Electronics engineer: Responsible for the magnetometer shaft which houses the sensitive sensors relating to the Earth's magnetic field as well as studies into the ionosphere and the magnetosphere.

Data manager: Responsible for looking after all of the science data and servers relating to the science ongoing at Halley including upload of data back to Cambridge.

Life scientist: The doctor conducts research related to space for the European Space Agency and NASA.

Technical Services Team

The tech services team consists of the generator mechanic, vehicle mechanic, plumber and electrician. There is a large degree of crossover in this team and in times of failure they will collectively attempt to fix the issue.

Generator mechanic: or Genny mech as they are known are responsible for the generators that provide power to the station infrastructure as well as with refuelling.

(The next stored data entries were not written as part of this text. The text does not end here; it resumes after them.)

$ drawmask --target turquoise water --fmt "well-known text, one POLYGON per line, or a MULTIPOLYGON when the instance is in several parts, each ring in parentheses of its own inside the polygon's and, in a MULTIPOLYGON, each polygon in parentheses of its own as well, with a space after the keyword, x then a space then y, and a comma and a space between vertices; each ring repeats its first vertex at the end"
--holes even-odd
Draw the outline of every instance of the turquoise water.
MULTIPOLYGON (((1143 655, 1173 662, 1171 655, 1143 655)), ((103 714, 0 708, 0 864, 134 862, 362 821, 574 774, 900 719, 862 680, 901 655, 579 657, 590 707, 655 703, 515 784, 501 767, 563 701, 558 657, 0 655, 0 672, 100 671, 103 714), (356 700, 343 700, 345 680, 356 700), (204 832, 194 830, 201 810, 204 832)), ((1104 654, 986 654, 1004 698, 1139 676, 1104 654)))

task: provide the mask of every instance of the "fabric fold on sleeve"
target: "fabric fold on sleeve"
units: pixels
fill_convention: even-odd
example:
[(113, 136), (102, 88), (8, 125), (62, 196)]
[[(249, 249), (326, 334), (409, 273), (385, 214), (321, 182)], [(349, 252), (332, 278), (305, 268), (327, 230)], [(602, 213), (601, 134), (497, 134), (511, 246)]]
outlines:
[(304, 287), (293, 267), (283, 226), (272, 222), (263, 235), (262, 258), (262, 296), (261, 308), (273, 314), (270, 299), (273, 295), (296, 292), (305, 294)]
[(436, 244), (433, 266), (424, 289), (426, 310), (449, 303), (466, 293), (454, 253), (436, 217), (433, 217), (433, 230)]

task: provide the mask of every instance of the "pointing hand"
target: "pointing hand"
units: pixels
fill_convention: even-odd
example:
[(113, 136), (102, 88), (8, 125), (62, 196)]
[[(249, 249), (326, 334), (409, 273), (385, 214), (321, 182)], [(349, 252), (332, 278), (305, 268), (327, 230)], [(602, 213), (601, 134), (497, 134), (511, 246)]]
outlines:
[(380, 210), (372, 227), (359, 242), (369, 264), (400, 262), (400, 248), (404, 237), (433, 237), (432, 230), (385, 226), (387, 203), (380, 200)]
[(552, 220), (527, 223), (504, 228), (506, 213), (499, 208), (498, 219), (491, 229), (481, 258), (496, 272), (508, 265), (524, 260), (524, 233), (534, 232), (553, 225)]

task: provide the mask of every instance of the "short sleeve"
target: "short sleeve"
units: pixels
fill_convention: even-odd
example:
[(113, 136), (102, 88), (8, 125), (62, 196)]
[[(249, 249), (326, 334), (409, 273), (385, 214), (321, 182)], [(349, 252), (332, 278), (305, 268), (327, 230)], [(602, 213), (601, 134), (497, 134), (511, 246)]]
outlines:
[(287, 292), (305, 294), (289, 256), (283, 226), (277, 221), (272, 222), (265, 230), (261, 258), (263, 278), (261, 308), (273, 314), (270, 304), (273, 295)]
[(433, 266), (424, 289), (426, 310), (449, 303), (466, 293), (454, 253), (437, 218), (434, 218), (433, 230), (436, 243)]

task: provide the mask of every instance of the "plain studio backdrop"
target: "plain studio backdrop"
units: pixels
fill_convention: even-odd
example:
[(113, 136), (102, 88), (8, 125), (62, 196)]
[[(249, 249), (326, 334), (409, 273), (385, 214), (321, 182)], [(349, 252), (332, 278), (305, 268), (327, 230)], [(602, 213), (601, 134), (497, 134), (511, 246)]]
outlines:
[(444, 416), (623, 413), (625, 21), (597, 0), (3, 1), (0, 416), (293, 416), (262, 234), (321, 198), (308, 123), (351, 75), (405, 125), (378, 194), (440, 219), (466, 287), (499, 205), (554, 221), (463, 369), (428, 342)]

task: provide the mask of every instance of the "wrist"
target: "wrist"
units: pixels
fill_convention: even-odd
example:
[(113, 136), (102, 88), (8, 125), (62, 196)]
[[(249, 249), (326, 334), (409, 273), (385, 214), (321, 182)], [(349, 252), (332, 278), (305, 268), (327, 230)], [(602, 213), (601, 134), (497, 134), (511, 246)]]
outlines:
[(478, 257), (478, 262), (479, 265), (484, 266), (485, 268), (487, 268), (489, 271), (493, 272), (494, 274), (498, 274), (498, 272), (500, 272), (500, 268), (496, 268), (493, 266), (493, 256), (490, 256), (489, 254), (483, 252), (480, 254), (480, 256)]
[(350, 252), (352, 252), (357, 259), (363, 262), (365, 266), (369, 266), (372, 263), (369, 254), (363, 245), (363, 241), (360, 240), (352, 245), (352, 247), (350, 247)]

Vehicle mechanic: Responsible for looking after all of the vehicles on station including servicing and winterising vehicles which do not or cannot run in the colder months.

Plumber: Responsible for looking after all of the refrigeration units, general pluming, the sewage treatment plant and water supply. 

Electrician: As the name suggests, the electrician is responsible for all things electrical, the lighting etc. They are also responsible for looking after the fire-suppression system along with the plumber and the fire equipment such as the breathing apparatus.

Life Services Team

The life services team consists of the winter station leader, the communications manager, the field general assistant, the chef and the doctor.

Winter Station Leader: Still known as the BC (Base Commander) from times when we referred to the station as a base, and hence BC. In days gone by, a member of the winter team was selected to become the winter BC, however these days a person is preselected prior to arriving in Antarctica and trained back in Cambridge on the skills required of them during the winter. They are the nominated leader and are a sworn-in magistrate who represents the crown for any legal proceedings should they be required until a time when an individual can be sent back to the Falkland Islands. They are also responsible for running the shop.

Communications Manager: The comms manager plays a vital role in maintaining the IT equipment and communications back to the real world. They manage the servers, computer equipment and internet among other things such as the radio communications equipment.

Field General Assistant: Known as the field GA, GA or just field guide, they are responsible for the safety of everyone on base when travelling outwith the base perimeter such as during field trips for science or during the winter trips. They are also responsible for all of the outdoor clothing and safety equipment related to outdoor excursions.

Chef: Rather self-explanatory, the chef is responsible for cooking the food 5 days a week with volunteers cooking for the other 2 days a week. They are also responsible for managing all of the food supplies throughout the winter to ensure that we don't blow through all of the important items and that we remain nutritionally healthy. One of the most under-stated jobs, critically important for base morale.

Doctor: Responsible for the medical and dental care for everyone on station as well as running the post-office, sharing the waste management with the station leader.